Consult a gynecologist
Macomb used to be Reagan Democrat country, but it's grown so much I have no idea what it's like anymore.
*****************
Why start reading now? Just askin.
Detroit itself is very liberal as well as the most democrat city in the country over 100,000 people. Kerry and Gore got 94% there once you include the dead vote.
I know the city always votes Liberal but so dose every major USA city. I'm talkin about the 3 County Metro area (Macomb, Oakland, Wayne)
North Macomb is conservative. South Macomb and Mt Clemens are liberal. It's more of a populist liberal than social liberal. Macomb overall is a swing county, lately treading slightly republican. (Went for Gore, Posthumus, and Bush) Oakland is split regionally. West Oakland and North Oakland are solid republican, SE Oakland(14 mile South, East of Inkster) is extremely liberal and democrat. Oakland's tilting more and more dem and went for Gore, Granholm, and Kerry. Wayne County is the most democrat county in the state. Outside of Detroit it's about 54% dem. I am planning on moving to Chesterfield in April. Chesterfield is a Detroit suburb (Macomb Co.)

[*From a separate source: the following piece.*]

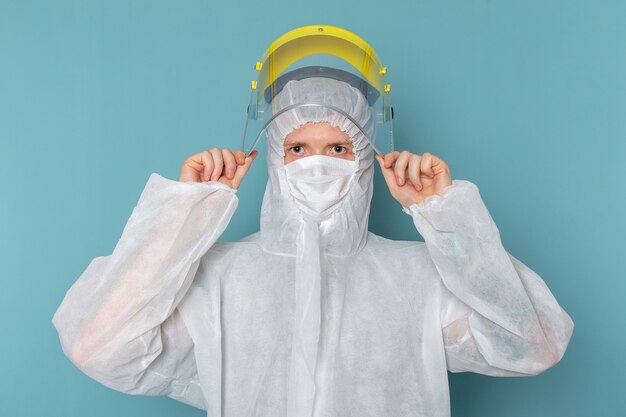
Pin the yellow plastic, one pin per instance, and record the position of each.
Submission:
(321, 39)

Chesterfield leans Republican at least for statewide elections. It went for Bush twice as well as Posthumus.
As long as I'm askin ?s about Detroit, I heard from a teacher I had at St.Paul Lutheran School the Detroit News was Conservative bias. Is that true?

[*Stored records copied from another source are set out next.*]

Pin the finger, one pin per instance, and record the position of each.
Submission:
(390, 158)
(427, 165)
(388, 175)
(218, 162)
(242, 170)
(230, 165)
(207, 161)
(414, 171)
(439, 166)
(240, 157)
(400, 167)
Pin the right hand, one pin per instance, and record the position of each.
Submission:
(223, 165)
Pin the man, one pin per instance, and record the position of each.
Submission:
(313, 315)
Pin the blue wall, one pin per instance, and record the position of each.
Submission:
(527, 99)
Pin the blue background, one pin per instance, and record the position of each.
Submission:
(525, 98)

That used to be the case, but it's now as liberal as the Free Press and has been since Thomas Bray was no longer the editorial writer.
My wife and I moved back to Michigan in 1999 after living in Texas and later in DeKalb, Illinois. It was a nice homecoming, mostly because of family, but also because of having four seasons again. Illinois had that also, but Michigan is has trees and lakes where Illinois had mostly cornfields (not that there's anything wrong with that).

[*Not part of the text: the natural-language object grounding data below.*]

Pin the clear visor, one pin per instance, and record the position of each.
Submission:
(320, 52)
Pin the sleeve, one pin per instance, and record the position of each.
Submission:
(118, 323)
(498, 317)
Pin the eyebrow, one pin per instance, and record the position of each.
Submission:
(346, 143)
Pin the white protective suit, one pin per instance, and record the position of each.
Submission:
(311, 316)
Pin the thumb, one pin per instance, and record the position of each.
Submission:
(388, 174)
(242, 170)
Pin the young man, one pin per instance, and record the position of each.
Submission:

To address the original poster's query: The City of Detroit, like most major cities, is heavily Democratic. In the suburbs can be found Republican concentrations, particularly in places such as Grosse Pointe, Bloomfield Hills, etc. But Metro Detroit, and Michigan in general, are predominantly liberal, in large part because of the power held by labor unions. (This is a place where roads actually have names like "Reuther Freeway.")
Labor unions are, of course, about as antithetical to the American spirit as you can get. So if you're not keen about living in a place where the entitlement mentality is firmly entrenched, I'd suggest going to a place that actually respects individual rights and other conservative values.
The Detroit area has a sort of rugged, ragged allure. But there's no escaping the fact that Detroit is a place whose best days are behind it. That whole dark-gothic thing loses its poetic charm pretty quick.
Unless you're being drawn here by a lucrative job that you just can't turn down, why not set your sights on a city where the atmosphere is upbeat, where the mindset is one of hope rather than desperation? Cities such as Charlotte, Austin, Phoenix ... places that are clean, warm, on the move and -- best of all -- pretty darned conservative.